純粋理性批判①
“ 経験的な直感の対象が未規定である場合”
この表現にしっくりこなかった。
アプリオリな認識というものは純粋に予め認識形式に認識の原理として具わっていることがカントの言いたかったことである。アプリオリな認識は、われわれの意志による洗脳によって齎すことも可能であることを補足されたい。何かの情報がアプリオリに入っていたと信じることで、アプリオリな認識を確立することが可能である。カントは空間-時間の純粋な認識形式を取り上げたが、空間は場所的な観念、時間は前後的な観念で推し量ることが可能であることも懸念されうる。三角形が三角形であると知覚しうるのは認識機能にア・プリオリに情報があったから、とカントさんは考えていたんだろう。なかなか鋭い指摘ではないか。三角形は三角形であるとみなされるのは、三角形の情報が先天的に脳内にあったからと考えるのが妥当ではないかとカントは考えた。その情報網は知識というカテゴリーで換算することが可能であろう。先天的=アプリオリに情報が知識化されていることをカントは考えていた。知識化されているということは「正の情報」として脳内に具わっているということである。情報の女子語的意味は、『分からない』という内容であって、情報が本来分からないものとは決まっていない可能性がある。
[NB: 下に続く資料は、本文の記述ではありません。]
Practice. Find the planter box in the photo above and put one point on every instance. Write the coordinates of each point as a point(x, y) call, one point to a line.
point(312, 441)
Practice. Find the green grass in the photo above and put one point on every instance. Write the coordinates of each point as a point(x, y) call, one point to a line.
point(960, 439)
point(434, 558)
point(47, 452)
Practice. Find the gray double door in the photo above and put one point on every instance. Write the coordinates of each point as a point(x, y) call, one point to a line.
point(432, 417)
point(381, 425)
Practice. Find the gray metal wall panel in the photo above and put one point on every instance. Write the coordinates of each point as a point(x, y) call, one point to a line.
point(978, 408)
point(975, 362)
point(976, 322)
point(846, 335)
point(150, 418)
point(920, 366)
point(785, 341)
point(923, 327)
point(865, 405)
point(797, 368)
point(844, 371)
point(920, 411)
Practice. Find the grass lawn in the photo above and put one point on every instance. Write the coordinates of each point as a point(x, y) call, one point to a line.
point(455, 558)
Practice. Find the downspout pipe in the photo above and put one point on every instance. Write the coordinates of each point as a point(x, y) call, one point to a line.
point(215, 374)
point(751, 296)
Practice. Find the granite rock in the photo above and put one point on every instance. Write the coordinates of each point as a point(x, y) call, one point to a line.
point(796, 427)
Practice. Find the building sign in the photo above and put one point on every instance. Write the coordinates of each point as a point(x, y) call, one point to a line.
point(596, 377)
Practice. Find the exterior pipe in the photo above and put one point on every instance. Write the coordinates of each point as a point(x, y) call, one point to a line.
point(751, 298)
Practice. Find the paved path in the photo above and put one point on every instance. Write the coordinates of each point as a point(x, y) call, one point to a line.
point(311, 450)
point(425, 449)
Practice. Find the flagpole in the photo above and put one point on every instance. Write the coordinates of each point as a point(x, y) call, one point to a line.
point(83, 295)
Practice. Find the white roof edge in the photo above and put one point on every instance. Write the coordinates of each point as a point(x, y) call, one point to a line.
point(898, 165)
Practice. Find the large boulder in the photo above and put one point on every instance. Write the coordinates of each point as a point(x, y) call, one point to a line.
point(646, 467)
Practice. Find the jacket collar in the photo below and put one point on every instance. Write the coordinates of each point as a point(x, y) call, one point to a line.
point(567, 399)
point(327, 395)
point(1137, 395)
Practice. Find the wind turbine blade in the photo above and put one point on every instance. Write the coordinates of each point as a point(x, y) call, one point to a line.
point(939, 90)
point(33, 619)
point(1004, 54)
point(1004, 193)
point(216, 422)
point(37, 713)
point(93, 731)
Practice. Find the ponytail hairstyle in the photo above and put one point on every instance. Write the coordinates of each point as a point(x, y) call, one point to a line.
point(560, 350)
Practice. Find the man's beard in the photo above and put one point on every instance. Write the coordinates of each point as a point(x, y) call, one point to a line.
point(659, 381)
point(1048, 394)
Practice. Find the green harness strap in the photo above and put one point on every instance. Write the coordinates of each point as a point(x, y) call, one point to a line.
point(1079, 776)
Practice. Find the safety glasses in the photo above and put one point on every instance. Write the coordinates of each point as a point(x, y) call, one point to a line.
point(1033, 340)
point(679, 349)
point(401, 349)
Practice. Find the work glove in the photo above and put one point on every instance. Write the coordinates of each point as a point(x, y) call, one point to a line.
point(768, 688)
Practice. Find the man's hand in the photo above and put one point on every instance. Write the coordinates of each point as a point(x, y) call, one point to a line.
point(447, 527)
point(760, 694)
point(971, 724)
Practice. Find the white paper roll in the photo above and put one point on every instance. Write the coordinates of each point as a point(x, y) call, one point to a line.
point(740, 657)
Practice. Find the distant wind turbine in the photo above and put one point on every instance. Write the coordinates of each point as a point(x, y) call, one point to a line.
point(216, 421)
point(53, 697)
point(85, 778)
情報は分からない、と知っていると思って困窮したとしてもそれは女子語的意味を知っているのであって、本来は情報は分からないとは言わない。むしろ情報は分かるものと考えた方が合理的であることも考えられるであろう。正の情報というのは認識が進むにつれ知識化という事象として齎される。誤情報というのは、知識化されていないが、知識と誤認してしまう可能性のあるいわば危険な情報であることもある。正の情報というのは、それを聞いて脳内に記憶として残ったとしても、知識化するとは限らないことも懸念されうる。しかし、正の情報を知識化することは認識が深まれば可能な事象である。知識化というカテゴリーに認知能力というものも加味されることが懸念されうる。対象を認知判断することで、知識化することは可能である。認知能力があれば、何らかの対象を認知判断して知識化することは容易に可能である。美女が美しいことを認知判断して、美しいと知ることは現実問題としてあり得た事象である。ただ、美女を美しいと認知するためには、正眼することを必要とするであろう。美女が醜く見える盲目者にとっては、美女は醜い存在と印象付けられる。さらに、認知能力に欠けてしまうほどの能力者であれば、美女を美しいと認知判断することは不可能に近いはずである。認知判断を行うことができたのは、天才だけであったのではないか。したがって、美女を美しいと判断する可能性があるのは唯一の天才にしか握られていない。しかし、美的判断というものは5名にあった。これは趣味判断と同等であると考えてよいであろう。美的判断をするさいに、美に集中しなさい、と言われても、何の判断も起きない場合も懸念されうる。美的判断がしたければ、美的判断を信仰することを重視することが懸念されうる。美的判断を自らの意志で作り出す作業が実践理性的である可能性があるのである。こうした実践的な取り組みは、哲学外となるであろう。ただ、美的判断ができるようになって面白かったとか楽しかったとか云うのは理解に窮しないであろう。美的判断をすることが究極ふつうに見えても、誰かにとっては大事にされる趣味判断である。趣味判断をしたいときには、趣味判断を上手くできると信仰することもまた然りである。趣味判断をするといっても、たんに判断力を上げることも懸念される。判断力を向上させることは、カントの『判断力批判』で述べられていない。しかし、判断力に実践理性で向き合うことは、判断力について知識的な幅を広げるよい機会となるはずである。構成的判断としては、視覚で獲得した情報をもとに判断が行われる。情報が誤情報であれば、誤判断が脳内で発生することも考えられる。誤情報というのには、惑わされないと信仰することもひとつの予防策であろう。趣味判断において、楽しいと判断されるのは、自分の欲求が満たされている状態である場合が考えられる。楽しいという感情を持つ幼い子がいるが、彼らは楽しいを引き出す能力に秀でていることが考えられる。楽しい、という感情を引き出すには、自分のしたいこと、希望することを引き金にすることが考えられる。自分がしたい、医者として生活することや、貧しい人々を助けてあげることも、いざ達成してみれば、楽しいという感情に繋がっていることもあるであろう。楽しい生活をするさいには、ショーペンハウアーは苦を減らすことから始めればよいと言っているに違いない。苦しみを減らすこと、ダメなことを減らすこと、こうしたことをショーペンハウアーは述べていた。